On the 24th August we were astounded at receiving a telegram from Dr. Raynolds. We had not heard of his leaving America and here he was at Petrograd! It seems he had started for Van as soon as he had heard of the Russian occupation, in company with Mr. Henry White, who was to teach in our college. At Petrograd he learned from the ambassador that the Van missionaries were in Tiflis, but of the reason therefor he had heard not a word, nor had he heard of his wife’s condition.
Mrs. Raynolds brightened for a moment when told that her husband was on the way to her. Then the things of earth seemed to slip away from her; she might not tarry even for the dear one’s coming. On Friday, the 27th August, her tired spirit found rest. Two days later Dr. Raynolds arrived to find wife gone, house gone, the work of his lifetime seemingly in ruins, the people he had loved exiles and destitute.
On Tuesday Mrs.
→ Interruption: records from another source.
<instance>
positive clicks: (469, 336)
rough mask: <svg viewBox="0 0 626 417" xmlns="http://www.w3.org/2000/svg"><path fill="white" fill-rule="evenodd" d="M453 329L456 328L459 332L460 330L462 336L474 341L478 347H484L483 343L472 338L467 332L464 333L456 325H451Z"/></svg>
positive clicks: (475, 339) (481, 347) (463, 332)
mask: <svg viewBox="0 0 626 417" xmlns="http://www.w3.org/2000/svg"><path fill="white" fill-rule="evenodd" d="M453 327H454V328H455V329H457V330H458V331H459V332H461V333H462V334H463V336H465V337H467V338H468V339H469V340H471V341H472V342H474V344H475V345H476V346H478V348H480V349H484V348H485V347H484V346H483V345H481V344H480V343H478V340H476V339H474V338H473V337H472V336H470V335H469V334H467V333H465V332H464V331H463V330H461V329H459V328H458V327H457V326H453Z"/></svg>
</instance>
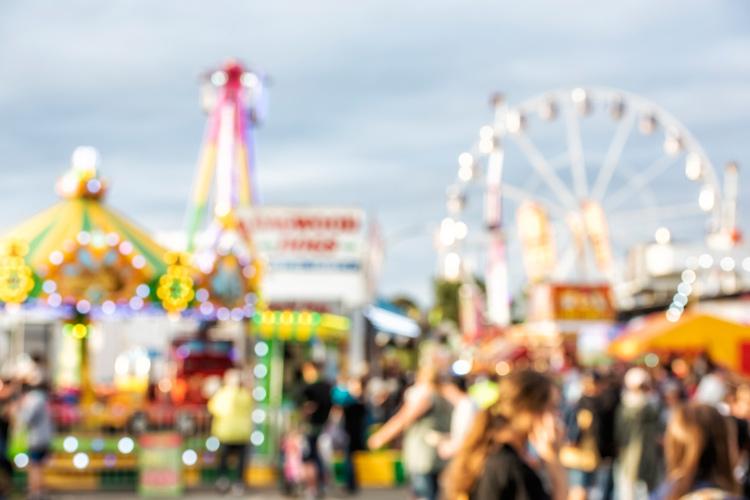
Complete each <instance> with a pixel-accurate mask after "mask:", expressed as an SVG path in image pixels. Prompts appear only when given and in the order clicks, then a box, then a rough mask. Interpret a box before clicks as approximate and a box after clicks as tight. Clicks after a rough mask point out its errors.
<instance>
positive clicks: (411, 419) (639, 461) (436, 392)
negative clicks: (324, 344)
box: [285, 357, 750, 500]
mask: <svg viewBox="0 0 750 500" xmlns="http://www.w3.org/2000/svg"><path fill="white" fill-rule="evenodd" d="M480 377H481V378H482V379H483V380H486V378H487V374H481V375H480ZM495 378H496V380H495V381H494V383H495V385H494V387H495V388H496V391H495V393H496V396H495V398H494V399H493V400H491V401H490V402H487V401H486V398H485V400H484V401H482V400H479V399H477V398H473V397H472V396H470V395H469V391H468V390H467V389H468V384H469V383H470V382H471V381H472V380H470V379H467V377H465V376H458V375H456V374H454V373H452V372H451V371H450V370H440V369H437V368H436V365H435V364H432V363H425V364H423V366H422V367H421V368H420V369H419V370H417V372H416V374H415V377H414V380H413V382H412V383H411V385H409V386H408V388H406V390H403V391H401V390H397V391H395V390H394V391H391V392H392V393H397V394H399V395H400V396H399V398H400V403H399V404H397V405H395V406H394V409H393V411H392V412H390V414H389V415H384V414H383V412H382V407H381V406H379V405H373V404H372V403H373V401H372V399H371V398H369V397H367V394H368V391H367V385H368V384H369V383H370V382H369V381H368V380H362V379H359V378H355V379H348V380H345V379H342V380H340V381H339V382H338V383H337V384H328V383H327V382H325V381H324V380H323V379H322V377H321V375H320V372H319V370H318V369H317V368H316V367H315V366H314V365H313V364H310V365H309V366H307V367H306V368H305V371H304V379H305V381H306V385H305V387H304V390H303V391H302V399H301V402H300V404H301V406H300V408H301V412H302V415H303V417H302V421H301V422H300V425H299V426H298V429H299V430H300V434H299V435H300V436H304V443H303V444H302V446H299V447H298V448H297V449H299V450H302V451H301V452H302V458H301V460H300V463H301V467H300V468H301V470H302V474H301V475H300V476H299V477H301V478H302V484H303V485H304V487H305V488H304V489H305V490H306V491H308V492H313V493H314V494H315V495H317V496H319V497H320V496H323V494H324V492H325V487H326V484H327V481H328V479H329V476H328V474H329V473H328V472H327V471H328V470H329V469H328V467H327V465H326V457H325V456H324V455H325V453H323V451H322V450H323V449H325V446H323V445H322V443H324V442H326V443H328V444H329V445H330V443H331V442H333V443H334V445H336V443H338V446H339V447H340V449H342V450H343V451H344V456H345V471H346V476H347V477H346V487H347V490H348V491H349V492H352V493H355V492H356V491H357V479H356V477H355V468H354V467H353V455H354V454H355V453H356V452H357V451H359V450H363V449H365V448H369V449H371V450H378V449H381V448H383V447H386V446H389V445H392V446H395V447H397V448H399V449H400V450H401V453H402V462H403V465H404V469H405V471H406V472H407V476H408V480H409V485H410V490H411V495H412V498H415V499H426V500H435V499H438V498H442V499H449V500H490V499H492V500H495V499H531V500H535V499H546V498H549V499H571V500H598V499H601V500H609V499H615V498H616V499H621V500H631V499H647V498H650V499H655V500H672V499H679V498H686V499H698V498H711V499H713V498H726V499H729V498H746V497H750V474H748V466H749V465H750V431H749V426H748V419H750V385H749V384H747V383H745V382H744V381H743V380H740V379H737V378H735V377H734V376H733V375H731V374H729V373H727V372H725V371H723V370H722V369H720V368H719V367H717V366H714V365H713V364H712V363H711V362H710V360H708V359H707V358H706V357H698V358H696V359H694V360H692V361H691V362H690V363H686V362H685V361H683V360H674V361H670V360H662V363H659V364H655V365H654V366H652V367H646V366H627V365H622V364H614V365H610V366H607V367H601V368H596V369H582V368H578V367H575V366H571V367H568V368H567V369H566V370H564V371H562V372H561V373H556V374H550V373H540V372H536V371H533V370H530V369H528V368H518V369H515V370H511V371H510V373H508V374H506V375H504V376H502V377H495ZM372 383H373V384H375V385H378V384H381V383H382V381H380V380H377V379H376V380H373V381H372ZM375 417H379V418H375ZM337 429H338V431H339V433H340V434H341V436H339V433H337V432H336V430H337ZM370 431H372V432H370ZM294 435H295V433H291V434H289V435H288V436H291V438H292V439H290V441H291V440H293V437H294ZM365 437H367V439H365ZM285 449H287V450H288V451H289V450H292V449H295V448H293V447H287V448H285ZM291 455H292V454H291V453H290V456H291Z"/></svg>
Raynolds was laid to rest in the German Lutheran cemetery, and around her were gathered many of those whom she had lived to serve.
Then Dr. Raynolds and Mr. White decided that there was nothing left for them to do but return with us to America, and we left that week for Petrograd. There the American managers of what corresponds to our Y.M.C.A. were exceedingly kind and helpful. The city was so full of refugees from Poland that we had to sleep on tables in the Association halls the first night, but succeeded in securing rooms the next day. The children recovered, and Dr. Ussher’s improvement in health from the time of our arrival in Petrograd was simply wonderful. Mr. Yarrow seemed now quite himself again, although in reality he had not fully regained his strength.
Travelling up by rail round the Gulf of Bothnia, we spent a few days in Stockholm and sailed from Christiania on the 24th September, on the Danish ship “Hellig Olav.”
We had had absolutely no news from any station in Turkey since the middle of April, and from America only what information Dr. Raynolds had brought us. On our arrival in New York, on the 5th October, we heard of the massacre of the Armenians in Bitlis by Djevdet Bey as soon as he had reached there after having been driven from Van. We heard of Miss Ely’s death there in July, and of my brother’s death, on the 10th August, in Diyarbekir[[30]]; we heard that Miss McLaren was ill with typhus in Bitlis, and later that she was well; we learned of the massacre of Armenians all over Turkey and of their deportation. The Van refugees have been fortunate by comparison in that they could flee. Money for their relief has been sent to Transcaucasia; a few of them have succeeded in securing passports and getting to America.
[29]. The shelling of the mission buildings is also described by Mr. Yarrow, in an interview published in the New York “Times” 6th October, 1915, the day after his arrival in America:—
“For twenty-seven days 1,500 determined Armenians held Van against 5,000 Turks and Kurds, and for the last three days they were shelled with shrapnel from a howitzer brought up by a Turkish company headed by a German officer. I myself saw him directing the fire of the gun.